Maniement de la consultation
Le récit finit mal : le consultant n’a pas suivi ce que l’analyse indiquait, “il a été trop tard pour l’opérer”, et la praticienne avoue ne pas avoir compris pourquoi on lui avait demandé ces tirages. La littérature de ce genre préfère d’ordinaire les confirmations et les succès, et il est assez rare qu’une analyse de cas se termine par un échec et un aveu.
Reste à résister à la lecture qui s’impose, celle où les figures divinatoires auraient eu raison contre l’obstination du consultant. Si personne ne sait ce qu’aurait donné l’opération, un jeûne de quarante-cinq jours chez un homme de soixante-quinze ans souffrant de l’estomac a ses propres raisons de mal se terminer, indépendamment de tout pronostic oraculaire.
La question que pose ce récit est plus large. Consulter semble n’engager à rien : on peut interroger, recevoir une réponse claire… et ne pas s’en servir.
Les formules du texte ont souvent une tournure prescriptive, 勿用 wù yòng “ne pas agir”, 利涉大川 lì shè dà chuān “profitable de traverser le grand fleuve”, mais rien dans le dispositif ne contraint le consultant.

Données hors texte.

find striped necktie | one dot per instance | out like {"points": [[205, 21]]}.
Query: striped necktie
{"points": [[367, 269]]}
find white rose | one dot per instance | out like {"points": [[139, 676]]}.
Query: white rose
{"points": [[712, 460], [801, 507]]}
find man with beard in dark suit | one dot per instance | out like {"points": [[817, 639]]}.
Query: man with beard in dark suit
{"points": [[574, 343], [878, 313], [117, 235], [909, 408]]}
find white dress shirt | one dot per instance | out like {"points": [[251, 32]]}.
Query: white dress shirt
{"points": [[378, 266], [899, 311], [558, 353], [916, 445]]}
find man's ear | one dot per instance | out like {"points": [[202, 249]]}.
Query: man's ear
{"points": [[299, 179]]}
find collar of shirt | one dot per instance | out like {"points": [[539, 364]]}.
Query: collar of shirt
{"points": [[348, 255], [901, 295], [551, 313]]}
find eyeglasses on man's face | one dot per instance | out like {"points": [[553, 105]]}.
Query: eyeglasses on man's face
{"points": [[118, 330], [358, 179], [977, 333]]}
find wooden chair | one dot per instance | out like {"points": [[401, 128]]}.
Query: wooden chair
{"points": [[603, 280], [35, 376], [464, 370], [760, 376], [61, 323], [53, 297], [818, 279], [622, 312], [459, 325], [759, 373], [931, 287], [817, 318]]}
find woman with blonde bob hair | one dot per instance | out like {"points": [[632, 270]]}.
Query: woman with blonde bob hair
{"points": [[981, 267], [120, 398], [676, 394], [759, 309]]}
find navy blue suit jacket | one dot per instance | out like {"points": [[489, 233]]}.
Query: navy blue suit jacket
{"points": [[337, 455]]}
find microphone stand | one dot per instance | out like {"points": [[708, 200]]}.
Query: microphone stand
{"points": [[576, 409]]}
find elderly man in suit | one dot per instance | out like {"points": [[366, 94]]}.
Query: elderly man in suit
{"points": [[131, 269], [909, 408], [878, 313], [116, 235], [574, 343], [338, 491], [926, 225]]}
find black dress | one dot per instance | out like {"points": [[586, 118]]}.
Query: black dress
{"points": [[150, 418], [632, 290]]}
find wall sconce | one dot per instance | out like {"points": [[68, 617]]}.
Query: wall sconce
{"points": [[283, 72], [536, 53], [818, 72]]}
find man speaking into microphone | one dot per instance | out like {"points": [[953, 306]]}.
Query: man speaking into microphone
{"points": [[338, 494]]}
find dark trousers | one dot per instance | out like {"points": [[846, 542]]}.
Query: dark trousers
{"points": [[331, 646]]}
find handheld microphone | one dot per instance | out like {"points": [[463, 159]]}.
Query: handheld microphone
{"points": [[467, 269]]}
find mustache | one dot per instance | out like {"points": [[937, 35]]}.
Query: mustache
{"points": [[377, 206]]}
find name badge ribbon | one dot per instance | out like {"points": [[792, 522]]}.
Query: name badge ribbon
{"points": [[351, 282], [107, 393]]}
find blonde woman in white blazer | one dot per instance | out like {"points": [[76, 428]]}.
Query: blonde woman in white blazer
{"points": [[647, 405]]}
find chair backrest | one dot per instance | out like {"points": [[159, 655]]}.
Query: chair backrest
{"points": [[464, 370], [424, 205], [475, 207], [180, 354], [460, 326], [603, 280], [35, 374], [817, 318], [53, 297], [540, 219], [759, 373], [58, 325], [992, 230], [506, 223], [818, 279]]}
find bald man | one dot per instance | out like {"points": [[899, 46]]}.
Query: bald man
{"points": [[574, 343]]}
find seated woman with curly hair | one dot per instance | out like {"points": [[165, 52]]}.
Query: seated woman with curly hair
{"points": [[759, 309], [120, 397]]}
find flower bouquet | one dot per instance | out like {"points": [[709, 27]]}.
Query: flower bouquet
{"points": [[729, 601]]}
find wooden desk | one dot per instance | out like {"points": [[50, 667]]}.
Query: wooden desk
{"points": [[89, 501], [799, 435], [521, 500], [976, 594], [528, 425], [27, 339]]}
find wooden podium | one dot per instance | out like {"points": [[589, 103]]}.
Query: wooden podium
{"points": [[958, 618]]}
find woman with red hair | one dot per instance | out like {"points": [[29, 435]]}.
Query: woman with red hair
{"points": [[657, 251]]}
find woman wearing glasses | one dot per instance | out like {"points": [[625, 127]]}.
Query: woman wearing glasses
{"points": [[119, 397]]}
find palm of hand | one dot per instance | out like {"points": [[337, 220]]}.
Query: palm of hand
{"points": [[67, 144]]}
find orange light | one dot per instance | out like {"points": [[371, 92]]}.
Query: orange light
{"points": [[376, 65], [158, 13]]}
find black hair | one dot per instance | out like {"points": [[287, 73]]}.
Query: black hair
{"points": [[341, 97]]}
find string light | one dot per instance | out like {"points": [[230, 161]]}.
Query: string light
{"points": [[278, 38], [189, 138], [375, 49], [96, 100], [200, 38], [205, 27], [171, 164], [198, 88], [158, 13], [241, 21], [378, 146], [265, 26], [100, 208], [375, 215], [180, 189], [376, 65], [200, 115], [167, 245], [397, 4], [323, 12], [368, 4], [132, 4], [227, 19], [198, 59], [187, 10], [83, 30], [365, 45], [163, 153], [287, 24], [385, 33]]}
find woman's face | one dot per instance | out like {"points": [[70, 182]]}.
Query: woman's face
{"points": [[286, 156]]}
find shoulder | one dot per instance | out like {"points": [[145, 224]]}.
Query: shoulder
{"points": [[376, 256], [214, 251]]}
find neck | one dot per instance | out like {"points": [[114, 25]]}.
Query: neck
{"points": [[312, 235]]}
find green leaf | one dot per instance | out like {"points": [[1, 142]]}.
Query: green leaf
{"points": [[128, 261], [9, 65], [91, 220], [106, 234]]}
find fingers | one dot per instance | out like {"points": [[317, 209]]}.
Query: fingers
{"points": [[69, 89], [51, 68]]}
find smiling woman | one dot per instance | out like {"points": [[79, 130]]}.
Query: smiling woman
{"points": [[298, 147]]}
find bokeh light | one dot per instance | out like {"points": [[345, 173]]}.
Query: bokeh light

Reste à peser l’effet d’une consultation. Pour les uns, elle met en rapport avec des puissances. Pour d’autres, la figure agit par elle-même, à la manière d’un objet efficace. Pour d’autres encore, elle ne fait qu’organiser une réflexion que le consultant aurait pu conduire seul. Ces trois positions n’ont pas les mêmes conséquences, et rien dans ce tirage ne permet de trancher entre elles.
Le Xìcí Zhuàn “Grand Commentaire”, qui relève des Dix Ailes mais peut se lire indépendamment, décrit d’ailleurs un rapport au texte qui n’est pas celui de l’obéissance : “au repos, l’homme de bien contemple les images et manie les formules ; en mouvement, il observe les mutations et manie la consultation”. Le verbe 玩 wàn “manier, savourer, se plaire à” dit le maniement, le fait de tourner et retourner un objet entre ses mains, avec une nuance de plaisir. Il ne dit à aucun moment de s’y plier.
Un fait survit pourtant à ces trois positions : quelque chose a été formulé, adressé à quelqu’un, reçu. C’est peut-être ce qui répond à la question que Dominique Bonpaix laisse en suspens, celle qu’elle n’a jamais élucidée : pourquoi cet homme a‑t-il demandé une analyse qu’il ne suivrait pas ? Même quand celui qui l’a sollicité choisit de ne pas s’y ranger, un énoncé n’est jamais prononcé dans le vide.